The plea bargaining was long and difficult. The defendant, Peter Rollock, the leader of a Bronx narcotics gang, had been charged in seven killings. Federal prosecutors wanted the death penalty; any plea deal would have to include a mandatory life sentence.


But prosecutors had another demand: because Mr. Rollock, then 25, had been accused of ordering some of the killings from jail, he would be placed in solitary confinement and barred from communicating with virtually all outsiders.


Pistol Pete, as Mr. Rollock was known, agreed to the deal, and in late 2000, he was sent to the federal Supermax prison, as the Administrative Maximum, or ADX, facility in Florence, Colo., is known, and where some of the nation’s most infamous criminals are housed. With that, he might have retreated from public view forever.


But Mr. Rollock, now 37, has not retreated. In his nearly 12 years in isolation at the Supermax, he has maintained a spotless record, his lawyers say. He has spent countless hours taking adult education courses through a closed-circuit television in his cell. He has even written a novel, “Trigga,” described by his lawyers as a cautionary tale for young gangsters. His family self-published the book; it is available on Web sites like Amazon.com.

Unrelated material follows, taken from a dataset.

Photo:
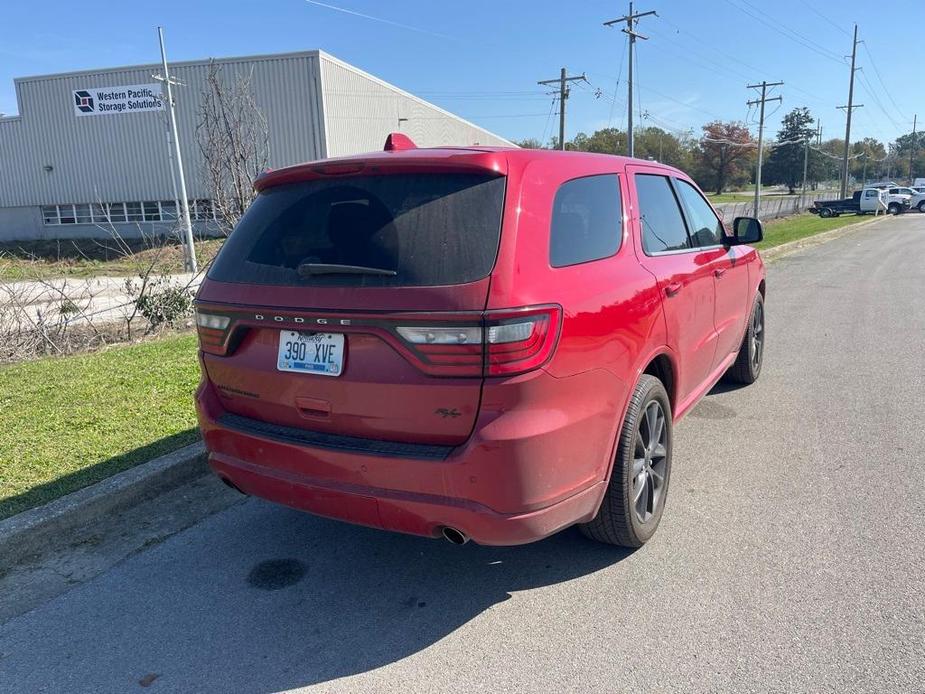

Still, Mr. Rollock’s behavior has not led to the most important change he seeks: relaxing the harsh conditions of his confinement and allowing him to enter the prison’s general population.


Although Mr. Rollock’s deal with the government mandated a review of his status after 18 months, the Bureau of Prisons has consistently refused to ease the restrictions, even though one Supermax supervisor recommended in 2005 that he be placed in the general population.


Federal prosecutors have not wavered in their concerns. To them, Mr. Rollock was a ruthless killer whose gang, Sex, Money and Murder, or S.M.M., terrorized parts of the Bronx and made its presence felt everywhere, “in the shot-out streetlights, the bullet-riddled buildings and the graffiti with which S.M.M. members memorialize their gang on every available wall,” the government has written.


The prosecutors argue that their concern about Mr. Rollock’s ability to communicate with outsiders, or even with fellow prisoners, is well founded. They have said in court, for example, that while Mr. Rollock was jailed in New York before his sentencing in November 2000, he gave an interview to a magazine that is popular in prisons and disclosed the names of former gang members who had cooperated against him; as a result, the government says, it had to place people in the witness protection program.


“Mr. Rollock’s name still has significant cachet on the streets in the Bronx,” a prosecutor at the time, David M. Rody, told a judge in 2010. He said that he had no doubt what would happen if Mr. Rollock decided to place “a hit” on a witness and the message got out to his gang.


“I am not saying he is ordering anything,” Mr. Rody said, “but our concern is that if he did, these people would act on it in a heartbeat.”


Mr. Rollock spends 23 hours a day in his cell at the Supermax, and is allowed one hour for exercise. He receives meals through a slot in his door. He is allowed limited calls.


“To me, it’s inhumane to keep anybody in solitary confinement for this long,” Avraham C. Moskowitz, one of Mr. Rollock’s lawyers, said. “He’s done everything they’ve asked of him,” Mr. Moskowitz added. “My concern is that he’s going to lose his mind.”


Mr. Rollock’s story is not that of an innocent man wrongly convicted. When he pleaded guilty in 2000, he admitted in Federal District Court in Manhattan that he had led the violent S.M.M. gang, which had sold crack cocaine and heroin in the Bronx as well as in Pittsburgh and North Carolina.


“We possessed firearms and committed murder,” he told Judge Miriam Goldman Cedarbaum, describing killings he had carried out or approved from jail.


In one 1993 case, he said, he fatally shot a man who had drawn his gun on a fellow gang member. “We protected one another,” Mr. Rollock explained.


In another case, in 1994, he was entering a sneaker store when he saw an associate of another of his recent victims. He fatally shot him, too. “I knew that he was a danger to me,” Mr. Rollock said.


While Mr. Rollock (whose name has also been spelled Rollack) was jailed at Rikers Island around late 1995, a federal indictment charges, he joined the Bloods gang and made S.M.M. a kind of local affiliate.